Presentation Information

[MS05-02]From Genetic Circuits to Emergent Spatiotemporal Tissue Patterns: Insights from in-silico dynamics

*Ushasi Roy1 (1. IISER, Pune (India))

Keywords:

In-silico spatiotemporal patterning,Reaction-Diffusion systems,Intracellular Gene Regulation,Emergent tissue dynamics,Multistability and oscillatory behavior

Spatiotemporal pattern formation plays a crucial role in biological processes such as epithelial-mesenchymal transition during differentiation and cancer initiation. While reaction-diffusion systems have been extensively studied phenomenologically, their underlying biomechanical mechanisms remain less explored.
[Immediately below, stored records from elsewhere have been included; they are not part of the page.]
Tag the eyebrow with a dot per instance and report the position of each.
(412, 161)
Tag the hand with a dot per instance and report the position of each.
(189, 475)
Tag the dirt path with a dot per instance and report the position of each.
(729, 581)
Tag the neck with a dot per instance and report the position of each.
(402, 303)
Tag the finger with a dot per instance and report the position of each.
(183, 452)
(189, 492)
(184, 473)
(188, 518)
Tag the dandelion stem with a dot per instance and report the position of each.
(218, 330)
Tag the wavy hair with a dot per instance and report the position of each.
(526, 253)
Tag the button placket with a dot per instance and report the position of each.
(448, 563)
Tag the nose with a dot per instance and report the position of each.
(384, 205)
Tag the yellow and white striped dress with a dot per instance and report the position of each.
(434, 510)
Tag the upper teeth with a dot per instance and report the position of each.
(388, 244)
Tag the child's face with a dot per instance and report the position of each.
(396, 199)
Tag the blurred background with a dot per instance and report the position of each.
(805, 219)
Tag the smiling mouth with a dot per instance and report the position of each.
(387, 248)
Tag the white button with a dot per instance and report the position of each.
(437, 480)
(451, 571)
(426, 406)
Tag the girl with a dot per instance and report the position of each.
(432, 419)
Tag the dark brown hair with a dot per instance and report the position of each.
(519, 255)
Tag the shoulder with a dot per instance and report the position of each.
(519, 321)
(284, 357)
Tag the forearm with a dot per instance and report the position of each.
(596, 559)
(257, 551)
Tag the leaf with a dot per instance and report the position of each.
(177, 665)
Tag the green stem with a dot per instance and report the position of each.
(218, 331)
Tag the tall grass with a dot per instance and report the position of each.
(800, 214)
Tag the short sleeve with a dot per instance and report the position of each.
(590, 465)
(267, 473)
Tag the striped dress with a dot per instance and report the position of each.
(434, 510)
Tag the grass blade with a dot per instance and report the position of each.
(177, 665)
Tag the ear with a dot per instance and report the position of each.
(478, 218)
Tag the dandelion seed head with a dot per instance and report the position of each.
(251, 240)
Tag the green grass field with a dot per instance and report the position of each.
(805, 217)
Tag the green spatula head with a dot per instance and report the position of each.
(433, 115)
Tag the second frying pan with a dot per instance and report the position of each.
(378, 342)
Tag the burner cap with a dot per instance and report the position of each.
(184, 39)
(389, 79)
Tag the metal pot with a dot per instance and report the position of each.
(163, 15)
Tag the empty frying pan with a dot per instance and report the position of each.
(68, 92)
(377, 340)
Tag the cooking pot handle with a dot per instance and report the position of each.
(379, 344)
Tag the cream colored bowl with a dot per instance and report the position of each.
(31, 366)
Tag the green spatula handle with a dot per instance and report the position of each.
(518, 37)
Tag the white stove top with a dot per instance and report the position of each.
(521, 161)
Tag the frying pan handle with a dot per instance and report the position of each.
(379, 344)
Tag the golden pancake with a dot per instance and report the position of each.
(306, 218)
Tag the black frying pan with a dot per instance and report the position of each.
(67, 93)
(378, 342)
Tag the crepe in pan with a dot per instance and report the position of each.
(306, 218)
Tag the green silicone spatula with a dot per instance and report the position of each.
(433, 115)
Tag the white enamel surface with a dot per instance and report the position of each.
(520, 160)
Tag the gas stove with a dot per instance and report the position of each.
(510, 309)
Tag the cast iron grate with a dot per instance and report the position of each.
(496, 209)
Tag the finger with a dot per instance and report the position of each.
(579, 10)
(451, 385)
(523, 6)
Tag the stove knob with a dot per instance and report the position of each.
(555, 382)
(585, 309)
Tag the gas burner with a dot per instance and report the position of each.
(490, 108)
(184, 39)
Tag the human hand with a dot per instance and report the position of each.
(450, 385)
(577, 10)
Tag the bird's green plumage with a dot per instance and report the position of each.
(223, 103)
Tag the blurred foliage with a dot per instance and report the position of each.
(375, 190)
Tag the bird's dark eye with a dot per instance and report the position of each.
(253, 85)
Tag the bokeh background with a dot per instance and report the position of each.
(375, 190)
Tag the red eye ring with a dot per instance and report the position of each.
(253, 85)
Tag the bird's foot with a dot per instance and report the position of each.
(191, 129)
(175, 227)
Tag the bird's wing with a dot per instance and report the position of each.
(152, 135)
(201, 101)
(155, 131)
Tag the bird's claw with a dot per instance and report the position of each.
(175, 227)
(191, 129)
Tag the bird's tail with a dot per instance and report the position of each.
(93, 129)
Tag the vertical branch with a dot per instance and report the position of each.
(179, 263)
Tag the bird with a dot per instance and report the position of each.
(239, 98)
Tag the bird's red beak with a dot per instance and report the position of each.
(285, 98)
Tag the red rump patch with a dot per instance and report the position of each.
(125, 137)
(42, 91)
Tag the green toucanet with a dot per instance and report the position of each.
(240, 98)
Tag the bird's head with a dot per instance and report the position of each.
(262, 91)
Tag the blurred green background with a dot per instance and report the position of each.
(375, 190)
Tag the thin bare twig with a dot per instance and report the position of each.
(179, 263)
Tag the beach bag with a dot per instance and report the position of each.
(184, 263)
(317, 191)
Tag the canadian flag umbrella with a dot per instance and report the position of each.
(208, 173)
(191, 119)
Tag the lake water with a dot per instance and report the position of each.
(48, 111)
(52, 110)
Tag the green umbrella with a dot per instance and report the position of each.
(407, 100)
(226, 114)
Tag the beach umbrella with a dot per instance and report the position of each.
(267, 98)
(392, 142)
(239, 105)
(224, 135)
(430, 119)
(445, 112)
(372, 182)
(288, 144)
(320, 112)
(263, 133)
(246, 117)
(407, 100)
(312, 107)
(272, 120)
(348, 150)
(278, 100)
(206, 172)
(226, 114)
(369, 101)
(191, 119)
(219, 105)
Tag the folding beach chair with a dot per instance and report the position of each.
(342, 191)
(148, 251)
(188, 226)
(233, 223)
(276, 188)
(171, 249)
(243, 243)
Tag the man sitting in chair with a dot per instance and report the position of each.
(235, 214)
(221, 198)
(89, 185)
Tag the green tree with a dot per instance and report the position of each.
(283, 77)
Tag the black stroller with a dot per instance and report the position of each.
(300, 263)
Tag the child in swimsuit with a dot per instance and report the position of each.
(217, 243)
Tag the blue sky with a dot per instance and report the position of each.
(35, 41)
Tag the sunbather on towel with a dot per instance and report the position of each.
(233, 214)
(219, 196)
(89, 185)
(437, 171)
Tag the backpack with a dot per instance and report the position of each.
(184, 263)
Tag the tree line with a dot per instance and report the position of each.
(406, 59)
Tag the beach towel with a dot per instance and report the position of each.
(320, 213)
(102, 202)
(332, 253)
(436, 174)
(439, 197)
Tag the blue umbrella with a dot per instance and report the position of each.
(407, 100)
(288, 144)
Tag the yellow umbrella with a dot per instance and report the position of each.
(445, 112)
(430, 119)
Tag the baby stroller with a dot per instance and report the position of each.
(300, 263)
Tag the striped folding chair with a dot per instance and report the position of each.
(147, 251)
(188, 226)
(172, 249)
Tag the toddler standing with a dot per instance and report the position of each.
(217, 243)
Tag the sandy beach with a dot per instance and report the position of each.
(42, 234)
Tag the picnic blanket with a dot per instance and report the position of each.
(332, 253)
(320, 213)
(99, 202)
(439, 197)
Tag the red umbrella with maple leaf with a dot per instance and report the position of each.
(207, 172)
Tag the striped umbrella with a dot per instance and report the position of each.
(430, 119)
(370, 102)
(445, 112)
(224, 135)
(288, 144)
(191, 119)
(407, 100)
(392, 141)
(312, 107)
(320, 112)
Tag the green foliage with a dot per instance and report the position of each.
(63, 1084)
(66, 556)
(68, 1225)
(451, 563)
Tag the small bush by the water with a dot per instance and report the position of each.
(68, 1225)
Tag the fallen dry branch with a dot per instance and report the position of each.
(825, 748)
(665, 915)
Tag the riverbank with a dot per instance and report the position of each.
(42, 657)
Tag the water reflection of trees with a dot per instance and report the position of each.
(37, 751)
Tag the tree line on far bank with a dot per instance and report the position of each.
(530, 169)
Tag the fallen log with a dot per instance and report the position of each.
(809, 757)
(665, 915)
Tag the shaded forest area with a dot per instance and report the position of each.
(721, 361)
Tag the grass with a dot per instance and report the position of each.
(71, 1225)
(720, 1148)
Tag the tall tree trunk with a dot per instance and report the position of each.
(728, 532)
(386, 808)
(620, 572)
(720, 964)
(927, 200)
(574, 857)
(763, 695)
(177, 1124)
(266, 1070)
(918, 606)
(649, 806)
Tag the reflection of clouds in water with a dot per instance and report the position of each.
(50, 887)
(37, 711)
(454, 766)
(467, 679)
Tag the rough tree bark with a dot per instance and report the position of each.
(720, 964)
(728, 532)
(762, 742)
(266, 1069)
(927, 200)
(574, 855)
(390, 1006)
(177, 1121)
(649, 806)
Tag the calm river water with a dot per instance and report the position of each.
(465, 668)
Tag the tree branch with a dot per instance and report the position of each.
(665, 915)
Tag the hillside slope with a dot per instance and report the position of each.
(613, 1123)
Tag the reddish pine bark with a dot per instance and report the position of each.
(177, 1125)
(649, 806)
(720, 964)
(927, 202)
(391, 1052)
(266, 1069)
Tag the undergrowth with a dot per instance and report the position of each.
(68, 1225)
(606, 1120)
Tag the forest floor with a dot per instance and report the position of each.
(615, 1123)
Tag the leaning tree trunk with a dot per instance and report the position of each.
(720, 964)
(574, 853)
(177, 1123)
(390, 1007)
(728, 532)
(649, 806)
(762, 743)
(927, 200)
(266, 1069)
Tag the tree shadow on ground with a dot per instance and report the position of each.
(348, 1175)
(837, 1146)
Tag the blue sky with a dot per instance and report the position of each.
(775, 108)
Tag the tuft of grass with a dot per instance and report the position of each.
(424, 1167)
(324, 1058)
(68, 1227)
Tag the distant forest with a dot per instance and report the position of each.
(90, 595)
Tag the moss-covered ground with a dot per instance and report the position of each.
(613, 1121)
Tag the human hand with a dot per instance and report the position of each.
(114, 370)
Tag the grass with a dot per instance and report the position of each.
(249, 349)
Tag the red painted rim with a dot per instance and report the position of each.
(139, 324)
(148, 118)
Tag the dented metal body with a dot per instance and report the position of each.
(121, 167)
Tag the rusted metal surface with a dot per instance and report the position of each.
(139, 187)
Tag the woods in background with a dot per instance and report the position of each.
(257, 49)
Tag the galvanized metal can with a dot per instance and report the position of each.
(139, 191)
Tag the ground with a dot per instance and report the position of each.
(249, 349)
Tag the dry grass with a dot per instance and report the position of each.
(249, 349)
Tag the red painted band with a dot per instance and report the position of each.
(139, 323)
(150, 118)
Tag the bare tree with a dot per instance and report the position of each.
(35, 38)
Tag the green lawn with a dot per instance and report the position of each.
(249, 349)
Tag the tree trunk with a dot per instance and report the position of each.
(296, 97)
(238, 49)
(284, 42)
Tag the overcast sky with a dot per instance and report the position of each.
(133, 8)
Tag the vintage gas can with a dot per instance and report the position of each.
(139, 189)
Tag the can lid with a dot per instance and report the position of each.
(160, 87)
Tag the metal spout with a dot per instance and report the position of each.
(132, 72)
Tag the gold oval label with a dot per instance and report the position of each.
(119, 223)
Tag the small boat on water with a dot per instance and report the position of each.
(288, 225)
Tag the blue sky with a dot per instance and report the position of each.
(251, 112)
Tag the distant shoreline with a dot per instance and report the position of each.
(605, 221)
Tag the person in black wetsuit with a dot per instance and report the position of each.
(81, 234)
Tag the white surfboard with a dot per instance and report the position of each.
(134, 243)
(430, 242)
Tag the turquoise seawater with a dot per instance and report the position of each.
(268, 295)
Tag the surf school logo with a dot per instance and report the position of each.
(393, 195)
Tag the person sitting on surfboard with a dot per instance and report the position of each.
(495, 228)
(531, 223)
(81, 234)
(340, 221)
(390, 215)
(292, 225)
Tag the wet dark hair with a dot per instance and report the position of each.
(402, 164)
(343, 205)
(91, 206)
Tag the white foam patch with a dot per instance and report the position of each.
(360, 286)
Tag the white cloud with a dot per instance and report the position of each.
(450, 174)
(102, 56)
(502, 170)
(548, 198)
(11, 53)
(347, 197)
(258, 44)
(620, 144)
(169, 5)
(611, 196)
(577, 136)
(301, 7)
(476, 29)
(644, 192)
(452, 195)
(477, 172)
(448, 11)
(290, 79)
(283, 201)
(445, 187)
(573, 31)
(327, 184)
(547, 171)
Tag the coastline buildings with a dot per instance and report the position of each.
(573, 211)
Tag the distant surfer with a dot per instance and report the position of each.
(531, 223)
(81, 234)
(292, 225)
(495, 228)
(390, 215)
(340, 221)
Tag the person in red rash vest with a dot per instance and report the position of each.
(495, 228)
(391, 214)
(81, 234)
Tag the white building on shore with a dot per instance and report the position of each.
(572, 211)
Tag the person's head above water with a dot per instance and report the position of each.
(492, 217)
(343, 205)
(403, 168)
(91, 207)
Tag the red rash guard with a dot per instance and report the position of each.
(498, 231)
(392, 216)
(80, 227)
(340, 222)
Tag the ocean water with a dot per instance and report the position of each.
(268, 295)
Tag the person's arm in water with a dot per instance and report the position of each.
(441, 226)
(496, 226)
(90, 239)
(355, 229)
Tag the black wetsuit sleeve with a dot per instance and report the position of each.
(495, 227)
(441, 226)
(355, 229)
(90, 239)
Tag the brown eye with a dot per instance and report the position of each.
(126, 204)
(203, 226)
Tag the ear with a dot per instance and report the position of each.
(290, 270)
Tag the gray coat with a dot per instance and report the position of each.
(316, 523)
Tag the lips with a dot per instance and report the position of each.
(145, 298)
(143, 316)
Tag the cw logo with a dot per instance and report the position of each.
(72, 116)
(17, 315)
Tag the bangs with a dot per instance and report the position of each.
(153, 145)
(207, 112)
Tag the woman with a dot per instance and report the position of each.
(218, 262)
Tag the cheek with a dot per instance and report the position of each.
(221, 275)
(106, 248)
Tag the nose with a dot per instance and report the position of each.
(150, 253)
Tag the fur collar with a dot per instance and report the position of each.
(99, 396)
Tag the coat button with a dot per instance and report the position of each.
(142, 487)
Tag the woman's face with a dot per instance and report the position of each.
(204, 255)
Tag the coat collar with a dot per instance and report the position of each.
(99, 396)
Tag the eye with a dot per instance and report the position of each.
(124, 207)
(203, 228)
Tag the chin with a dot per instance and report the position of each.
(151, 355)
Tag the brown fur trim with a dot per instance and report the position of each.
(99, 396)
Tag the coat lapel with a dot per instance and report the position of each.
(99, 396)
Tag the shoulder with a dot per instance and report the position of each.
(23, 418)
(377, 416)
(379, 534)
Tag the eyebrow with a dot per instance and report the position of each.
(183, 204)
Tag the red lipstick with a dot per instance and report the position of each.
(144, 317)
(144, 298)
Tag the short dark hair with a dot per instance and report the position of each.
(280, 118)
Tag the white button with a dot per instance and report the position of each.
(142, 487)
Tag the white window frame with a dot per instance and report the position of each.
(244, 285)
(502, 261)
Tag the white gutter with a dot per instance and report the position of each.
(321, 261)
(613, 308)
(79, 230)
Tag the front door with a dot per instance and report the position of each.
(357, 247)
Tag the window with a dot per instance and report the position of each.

I will discuss the emergence of multistable and oscillatory spatiotemporal patterns driven by intracellular gene regulation, protein dimerization, and host-circuit interactions. These patterns arise from multistable transcriptional networks—including bistable (toggle switches), tristable (toggle triads), and oscillatory (repressilator) motifs—coupled with molecular diffusion across a two-dimensional tissue, where spatial organization is shaped by varying diffusion coefficients. Additionally, I will present a model where non-cooperative positive feedback imposes a metabolic burden on the host, leading to emergent spatiotemporal bistability. Furthermore, competitive protein dimerization and autoregulatory feedback, combined with diffusion, induce higher-order multistability—quadra-, hexa-, and septastability. These findings offer insights into the design principles of synthetic bio-circuits and provide plausible mechanistic explanations for biological pattern formation.